Barack Obama and Mitt Romney tussled over energy production during last night’s presidential debate, but both candidates were disappointingly silent on an inextricably linked issue: climate change.

 

During post-debate analysis, MSNBC's Chris Hayes likened the omission to discussing smoking without discussing cancer, the Hill’s E2-Wire reports.

 

After last night’s event the moderator, CNN’s Candy Crowley, indicated that she had planned to ask a question on the topic, which wasn’t brought up during the first debate, either.

 

“Climate change, I had that question,” she said. “All you climate change people.  We just - you know, again, we knew that the economy was still the main thing, so you knew you kind of wanted to go with the economy, maybe the gas prices again was something that hadn't come up.”

 

The thing is, “climate change people” aren’t the only ones who have a vested interest in the subject—everyone does. Climate change will affect our economy, our energy supply, our health (increased temperatures and extreme weather events may drive up incidence of allergies, asthma, vector-borne and zoonotic diseases such as West Nile virus, and cancer, for instance).

 

Despite the urgent need for action on climate change, it’s barely been mentioned on the campaign trail.

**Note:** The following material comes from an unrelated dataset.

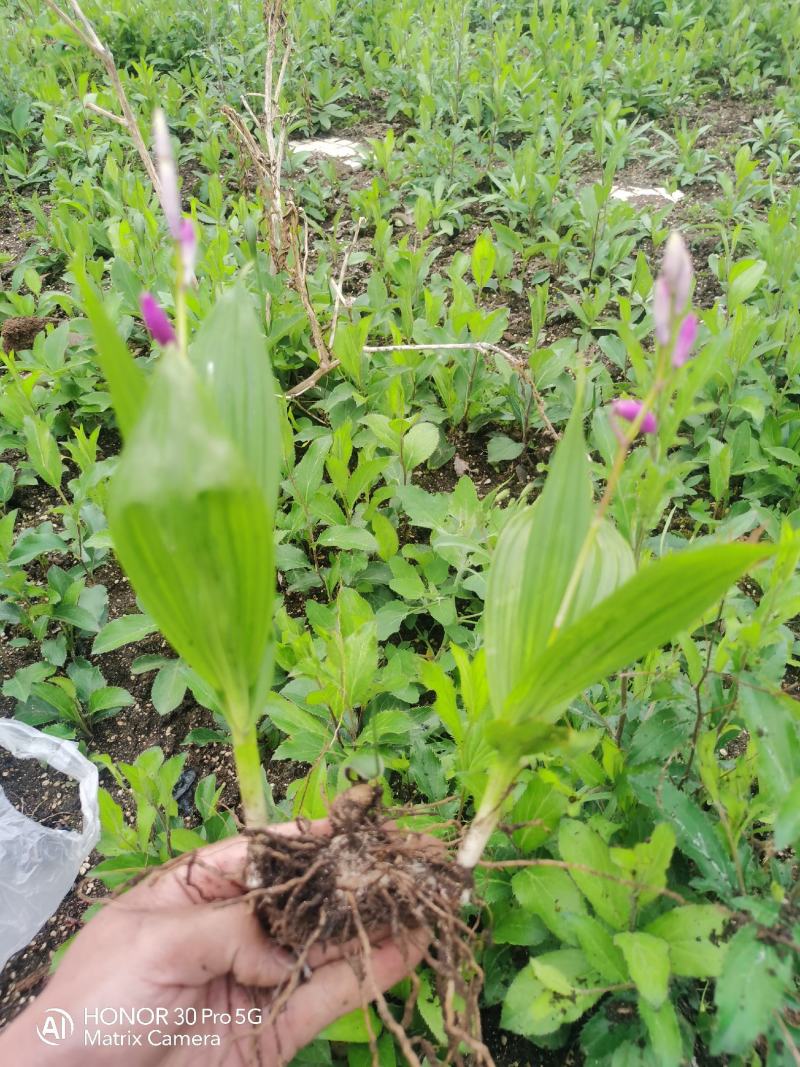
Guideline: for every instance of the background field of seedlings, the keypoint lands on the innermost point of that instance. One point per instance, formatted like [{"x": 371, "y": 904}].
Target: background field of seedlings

In fact, the candidates haven’t touched on environmental issues much at all (both campaigns did submit answers to 14 science questions posed by Scientific American and ScienceDebate.org).

 

As Brad Plumer writes in "Has the Environment Become a Non-Issue in the 2012 Presidential Debate?" in the current issue of Audubon:

 

“It’s pretty clear that there’s been a conscious decision on both sides not to engage with these issues this year,” says Robert J. Brulle, currently a fellow at Stanford and a professor at Drexel University who studies environmental politics and media effects.

 

Still, experts from across the political spectrum agree that the next president will face a variety of challenges—deciding whether to expand regulations on carbon dioxide, for instance, or dealing with the boom in shale-gas fracking. So there’s a lot at stake in this election, whether the candidates want to acknowledge it or not.